It’s been 6 months since our last post: we’re sorry to have gone quiet so long. George has been busy finishing the write-up of his doctoral thesis (thus hoping shortly to be Dr iPhone for real), and starting in a new post at UCL’s Centre for Advanced Spatial Analysis.

We’ve written a short paper on our initial findings. It’s titled Happiness is greater in natural environments, which should give you a flavour of what we’ve found. We hope to make it available here just as soon as a journal accepts it.

We still plan to keep the app running as long it’s being used, and to use new responses in future research. Right now we have over 3 million responses from over 46,000 people.

Daily and yearly variation

The Guardian and Sunday Times have both written about us again recently. The Sunday Times piece was based on an image we created showing UK participants’ average happiness throughout a full year (we got the idea from a figure showing when people take photos).

In the image, lighter shades are happier. From left to right the time of day runs from 8am to 10pm; from top to bottom the day of the year runs from 1 September 2010 to 31 August 2011. Mean happiness is calculated at one-minute intervals, based on mappiness responses during the preceding and following half-hour. There is more random variation (noise) in the later part of the year, because the sample then is smaller.
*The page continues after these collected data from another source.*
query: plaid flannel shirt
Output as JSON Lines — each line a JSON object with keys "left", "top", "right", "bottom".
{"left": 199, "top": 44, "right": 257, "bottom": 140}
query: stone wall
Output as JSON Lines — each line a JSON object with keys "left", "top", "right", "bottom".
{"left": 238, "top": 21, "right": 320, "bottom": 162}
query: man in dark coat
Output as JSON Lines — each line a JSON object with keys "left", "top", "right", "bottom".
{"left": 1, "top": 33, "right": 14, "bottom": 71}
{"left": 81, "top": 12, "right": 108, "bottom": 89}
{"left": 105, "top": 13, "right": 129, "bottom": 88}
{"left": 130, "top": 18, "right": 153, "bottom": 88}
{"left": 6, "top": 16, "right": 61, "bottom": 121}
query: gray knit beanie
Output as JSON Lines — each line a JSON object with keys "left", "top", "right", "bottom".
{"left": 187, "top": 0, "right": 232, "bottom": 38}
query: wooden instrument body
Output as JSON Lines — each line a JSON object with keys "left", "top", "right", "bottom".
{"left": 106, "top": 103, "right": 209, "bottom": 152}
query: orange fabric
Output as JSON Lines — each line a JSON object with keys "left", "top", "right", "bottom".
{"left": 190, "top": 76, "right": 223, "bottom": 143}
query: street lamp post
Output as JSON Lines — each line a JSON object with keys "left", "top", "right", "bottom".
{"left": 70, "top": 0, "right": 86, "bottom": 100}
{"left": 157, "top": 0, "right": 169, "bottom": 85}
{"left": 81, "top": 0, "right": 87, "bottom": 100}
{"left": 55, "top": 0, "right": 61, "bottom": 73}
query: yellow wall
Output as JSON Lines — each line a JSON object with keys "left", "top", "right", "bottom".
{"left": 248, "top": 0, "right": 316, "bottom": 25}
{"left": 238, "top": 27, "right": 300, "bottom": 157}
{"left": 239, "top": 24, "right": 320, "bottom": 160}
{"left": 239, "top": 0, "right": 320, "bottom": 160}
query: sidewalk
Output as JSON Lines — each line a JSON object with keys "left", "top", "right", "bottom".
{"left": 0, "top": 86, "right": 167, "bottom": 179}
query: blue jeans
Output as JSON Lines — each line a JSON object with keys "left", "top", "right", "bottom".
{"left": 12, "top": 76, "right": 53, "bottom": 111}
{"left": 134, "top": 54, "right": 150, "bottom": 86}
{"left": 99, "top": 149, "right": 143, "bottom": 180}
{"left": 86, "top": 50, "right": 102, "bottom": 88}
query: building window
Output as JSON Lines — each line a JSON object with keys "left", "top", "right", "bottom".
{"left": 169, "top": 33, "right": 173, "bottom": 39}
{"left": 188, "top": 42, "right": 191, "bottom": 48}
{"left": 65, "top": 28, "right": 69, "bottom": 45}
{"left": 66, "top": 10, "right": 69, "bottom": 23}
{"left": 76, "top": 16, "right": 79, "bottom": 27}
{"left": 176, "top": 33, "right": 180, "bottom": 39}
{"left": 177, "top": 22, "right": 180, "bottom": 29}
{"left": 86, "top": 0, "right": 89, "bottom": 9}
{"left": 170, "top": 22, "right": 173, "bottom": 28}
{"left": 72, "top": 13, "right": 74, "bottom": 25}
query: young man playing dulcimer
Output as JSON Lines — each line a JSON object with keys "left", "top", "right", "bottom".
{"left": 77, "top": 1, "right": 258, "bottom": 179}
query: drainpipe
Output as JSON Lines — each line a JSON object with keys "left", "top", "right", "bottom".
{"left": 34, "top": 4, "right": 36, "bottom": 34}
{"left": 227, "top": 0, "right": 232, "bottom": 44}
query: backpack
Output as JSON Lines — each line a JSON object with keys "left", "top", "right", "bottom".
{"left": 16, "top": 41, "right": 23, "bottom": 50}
Click this reduced version for a full-size one:

UK average happiness

Can you spot… weekends? The trend on weekdays? Christmas day? The evening of New Year’s Eve? And the April/May bank holidays, including the royal wedding?

Policy

As we’ve mentioned before, the Government has committed itself to measuring national wellbeing, and to evaluating potential wellbeing impacts of policy.

Gus O’Donnell, the head of the Civil Service, spoke recently on this topic at a very well-attended meeting of the All-Party Parliamentary Group on Well-being: you can hear his talk, Wellbeing Statistics: How Will Whitehall Respond.

And we’ve had a brief meeting with members of the Cabinet Office‘s Behavioural Insight team, who were very interested in mappiness and in similar approaches to understanding momentary happiness.

Bugs!

You might have noticed an update (1.1.3) in the App Store in recent weeks. We hoped this would work around a bug introduced in iOS5, which can sometimes cause the app to crash if you’ve turned on ‘Save photos to album’ in app settings.

We haven’t been able to reproduce the bug for ourselves, so we’re not sure if this work-around has worked… and if it has, it may be at the cost of photos not actually being saved. We apologise for this. Apple has confirmed to us that this is a bug they’re working on, so we’ve got our fingers crossed for a fix in iOS 5.0.2.